Je continue quand même de m’arrêter pour prendre des photos. D’ailleurs, ces photos me feront bien rire, car le ciel y est bleu, ensoleillé… Alors qu’au-dessus de ma tête, l’averse est telle que je sors la protection pour mon sac à dos, craignant qu’il ne prenne l’eau.
Vue sur la visite de ce matin.
Je descends en même temps qu’un couple avec leur chien, on se dépassera plusieurs fois avec nos arrêts respectifs. Ils motivent leur chien en lui lançant un bâton. Quelle énergie ! Je jouerai avec lui pendant quelques secondes pendant une pause, ça rebooste ! Seul problème pour moi : mon genou droit me lance terriblement. J’ai l’habitude d’avoir mal durant les descentes, mais là, cela me tire jusque dans les orteils et j’ai les larmes qui perlent au coin des yeux. Je n’ai pas trop le choix de toute façon, il faut que j’avance, mais j’espère que c’est juste un petit nerf qui s’est coincé et que ça sera rétabli après une nuit de repos…
Je retrouve la
voiture vers 15h30, soit après 3 heures de randonnée environ. Plutôt bon timing vu mon énergie et la difficulté (relative, mais surtout non anticipée).

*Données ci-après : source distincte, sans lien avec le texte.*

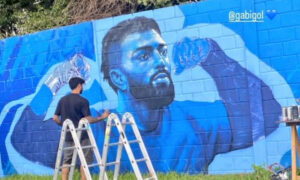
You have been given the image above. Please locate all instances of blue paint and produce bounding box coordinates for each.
[30,85,53,115]
[0,104,21,175]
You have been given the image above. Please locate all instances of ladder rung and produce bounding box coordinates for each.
[144,177,155,180]
[108,142,123,146]
[76,128,88,131]
[67,128,88,132]
[108,139,140,146]
[59,164,75,169]
[81,145,95,149]
[88,163,102,168]
[105,161,119,166]
[128,139,140,144]
[64,145,95,151]
[135,158,147,162]
[111,122,132,126]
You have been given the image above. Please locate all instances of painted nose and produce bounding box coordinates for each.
[154,50,166,68]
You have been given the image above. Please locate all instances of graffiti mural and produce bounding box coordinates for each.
[0,0,295,176]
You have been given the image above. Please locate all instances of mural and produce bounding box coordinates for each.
[0,1,295,176]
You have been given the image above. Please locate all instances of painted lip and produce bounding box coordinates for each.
[153,72,168,79]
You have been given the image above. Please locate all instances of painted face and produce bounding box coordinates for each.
[121,30,174,108]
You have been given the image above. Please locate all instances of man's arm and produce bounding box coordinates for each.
[173,38,281,149]
[84,110,109,124]
[53,115,62,126]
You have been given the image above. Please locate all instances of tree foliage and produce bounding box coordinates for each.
[0,0,198,38]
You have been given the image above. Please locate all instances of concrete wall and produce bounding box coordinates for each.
[0,0,300,177]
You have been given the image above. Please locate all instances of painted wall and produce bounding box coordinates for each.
[0,0,300,177]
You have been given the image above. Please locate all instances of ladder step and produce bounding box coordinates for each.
[108,139,140,146]
[135,158,148,162]
[63,145,95,151]
[88,163,102,168]
[76,128,88,131]
[59,164,75,169]
[66,128,88,132]
[111,122,132,126]
[144,177,155,180]
[105,161,120,166]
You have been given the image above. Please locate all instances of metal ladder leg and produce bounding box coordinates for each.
[68,119,83,180]
[99,115,113,180]
[70,123,92,180]
[80,119,108,180]
[116,116,143,180]
[53,119,67,180]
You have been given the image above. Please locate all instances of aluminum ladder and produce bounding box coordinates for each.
[100,112,157,180]
[53,118,108,180]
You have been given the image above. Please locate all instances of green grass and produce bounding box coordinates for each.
[0,166,271,180]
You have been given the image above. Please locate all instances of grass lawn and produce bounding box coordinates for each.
[0,166,271,180]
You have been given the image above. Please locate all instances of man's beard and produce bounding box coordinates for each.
[129,71,175,109]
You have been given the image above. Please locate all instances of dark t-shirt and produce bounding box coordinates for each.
[55,94,91,141]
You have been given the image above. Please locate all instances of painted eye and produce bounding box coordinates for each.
[139,53,149,61]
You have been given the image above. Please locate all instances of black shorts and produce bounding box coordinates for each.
[63,139,94,164]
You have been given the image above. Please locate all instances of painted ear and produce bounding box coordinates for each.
[109,69,128,91]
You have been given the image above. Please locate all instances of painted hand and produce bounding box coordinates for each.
[45,54,90,95]
[173,37,211,74]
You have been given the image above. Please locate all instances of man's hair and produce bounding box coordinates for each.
[101,17,161,92]
[69,77,85,90]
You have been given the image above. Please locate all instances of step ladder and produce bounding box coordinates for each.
[53,118,108,180]
[100,112,157,180]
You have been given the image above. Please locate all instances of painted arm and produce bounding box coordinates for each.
[173,38,281,150]
[84,110,109,124]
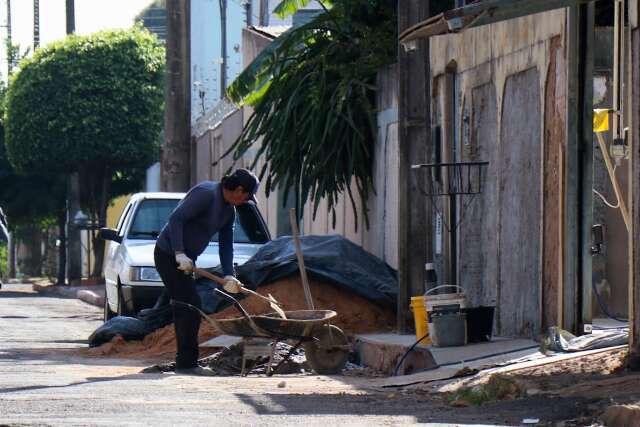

Trouvant qu’il est encore un peu tôt pour prendre le chemin du retour, et n’étant qu’à quelques minutes du Passo Giau, je décide d’y faire un crochet. Très bonne pioche, car les paysages y sont sublimes. Un de mes cols préféré pour sûr !
Je grimperai un peu à l’arrière de la chapelle pour prendre de la hauteur, c’est magnifique. Un orage approche, l’ambiance est électrique, pesante, les rafales de vent se lèvent, on se croirait à l’aube de l’apocalypse.
Parfois, des rayons lumineux transpercent le ciel (sur la photo, ceci est amplifié par le flare, mais on pouvait quand même les voir en vrai aussi).
J’entends un des photographes présents au sommet dire en anglais que la tempête s’approche très rapidement. Je prends cela comme le signal du départ et entame la descente. J’ai bien fait, car même pas 2 minutes après être arrivée sur le parking, je me suis pris une immense averse qui m’aurait trempée en quelques secondes. Ouf, je suis restée sèche !
Journée qui s’achève en beauté, je prends cette fois-ci définitivement le chemin du retour. Comme d’habitude, soirée douche (franchement tiède, l’eau ne chauffera vraiment qu’une seule fois du séjour), apéro, lecture, dodo.